VergangenheitsSchnipsel

4,00 Stern(e) 1 Stimme
Schwarz

Wie lange kann eine Frau widerstehen, wie lange?

Unzählige Male offenbarten wir uns in Briefen und Telefonaten, solche, die keine waren, sondern mir weis machen sollten, dass wir uns unterhielten. Ich fühlte mich verloren, ja verloren "...verstehst du das?"

Er sagte keinen Ton.

Nie sagtest du etwas, nicht mal am Telefon. Stunden über Stunden verbrachte ich auf dieser Tankstelle, ging mit dir die Zeitungsregale durch, wir lasen den Spiegel, die Gala, die FAZ, die Bravo, hahaha, wir lachten und dachten - am Telefon - und die Tageszeitung, die WAZ, frisch aus der Druckerpresse. Schwarze Hände hattest du, ich sah sie. Sie waren so schwarz wie der Hörer deines Telefons, die Muttermale auf deinem Hintern, die Flecken auf deiner Lunge und die Löcher deiner Seele. Schwarz war auch die Nacht, jede Nacht, die wir mit nichts anderem verbrachten, als uns Zeit zu geben, Zeit für...für was eigentlich?!

Doch deine Stimme, deine Hülle und dein Charme, deine Haare, dein Lachen und dein Rücken, ja, dein Rücken war weiß. Alles was ich sah, war weiß, was ich spürte, war Loch. Ein verschlingendes, schwarzes Loch. Du warst ein Loch und zogst mich mit jedem Wort weiter in dich hinein, obwohl du nichts sagtest. Zwei Jahre verbrachten wir mit dem Nichts, den Entschuldigungen, der Leere und dem Skorpion, der Jungfrau traf. Du warst in einer schwierigen Phase, jaja, eine Phase, die dein ganzes Leben anhalten sollte. Du suchtest Antworten und glaubtest sie damals in der Esoterik zu finden. Heute bekam ich eine kleine Pyramide, gestern war es ein Stein und morgen sollte es ein Buch sein. "Ich bin so; ich wurde in mich hinein geboren, nicht zum letzten Mal, frag bitte nicht.", sagtest du mir immer dann, wenn ich deine Isolation nicht mehr aushielt.
Bis zu diesem Satz lagen schon viele Monate hinter uns, in denen wir versuchten eine Entfernung zurückzulegen, die man in neun Leben nicht bewältigen konnte. Was fiel mir also ein, es mit einem Leben zu versuchen. Wie sollte mir das gelingen, wenn du vor mir standst und auf vier Leben zurückblicktest, während ich mir im Spiegel meine Endzeit betrachtete.

Wie lange kann eine Frau dir widerstehen, wie lange?

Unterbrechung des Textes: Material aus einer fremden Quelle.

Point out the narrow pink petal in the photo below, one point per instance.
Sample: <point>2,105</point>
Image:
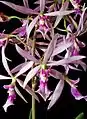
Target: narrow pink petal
<point>58,19</point>
<point>30,75</point>
<point>19,8</point>
<point>74,68</point>
<point>50,49</point>
<point>61,48</point>
<point>17,68</point>
<point>25,68</point>
<point>25,54</point>
<point>76,93</point>
<point>19,93</point>
<point>57,93</point>
<point>28,89</point>
<point>26,4</point>
<point>66,60</point>
<point>42,5</point>
<point>46,2</point>
<point>56,74</point>
<point>4,77</point>
<point>59,13</point>
<point>31,26</point>
<point>75,81</point>
<point>4,61</point>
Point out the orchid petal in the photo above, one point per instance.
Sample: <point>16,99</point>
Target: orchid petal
<point>7,104</point>
<point>56,74</point>
<point>57,93</point>
<point>19,8</point>
<point>61,48</point>
<point>17,68</point>
<point>49,49</point>
<point>25,54</point>
<point>77,94</point>
<point>58,19</point>
<point>46,2</point>
<point>26,4</point>
<point>4,77</point>
<point>66,60</point>
<point>4,61</point>
<point>31,26</point>
<point>31,74</point>
<point>28,89</point>
<point>59,13</point>
<point>25,68</point>
<point>19,93</point>
<point>42,5</point>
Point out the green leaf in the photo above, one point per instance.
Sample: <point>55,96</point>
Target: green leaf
<point>80,116</point>
<point>30,114</point>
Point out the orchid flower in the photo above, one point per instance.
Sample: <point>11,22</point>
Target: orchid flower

Du warst immer einsam, immer, aber allein wolltest du nicht bleiben. Auf Abruf sollte ich deiner Existenz einen bürgerlichen Glanz verleihen, dir ein Stück von dem geben, was du tagsüber wehmütig in den Straßen und Parks sahst. Zweisamkeit. Diese Bilder spazierender Pärchen, eng umschlungener Leiber, gemeinsamer Einkäufe oder einfach nur einen ruhigen Schlaf, ohne sich ein wärmendes Komplement schwitzend zu erträumen, ja, diese Bilder ließen dich einen kleinen Moment dem hinterher eifern, was mir selbstverständlich erschien. Doch dir war es schon zu viel, wenn man dich ansprach. Hinter jedem Wort vermutetest du eine Finte, eine Frage oder eine Unterstellung. Stundenlang konnten wir über andere reden, uns mit Belanglosigkeiten die langweiligen Nächte in deiner gottverdammten Tankstelle um die Ohren schlagen, doch nur ein Wort, eine Geste oder ein Blick in deine innere Richtung ließ dich verstummen, beinahe trotzig werden. Schon warst du wieder zugeknöpft und straftest mich mit tagelangem Schweigen ab. Ständig ging das so, kaum waren wir an einem Punkt, an dem ich so etwas wie deine Hand auf meinen Bauch spürte, verkrochst du dich in dein Schneckenhaus, um ein paar Tage später wieder von vorne anzufangen. Immer wieder nahm ich mir vor, dich zu verwünschen, dich nicht anzurufen, dich zu vergessen und dich in deinem Schwarz ertrinken zu lassen. Doch du kanntest meine Schmerzgrenzen und kurz bevor ich von dir abzuspringen drohte, klingelte wieder das Telefon oder hielt einen Brief von dir in Händen.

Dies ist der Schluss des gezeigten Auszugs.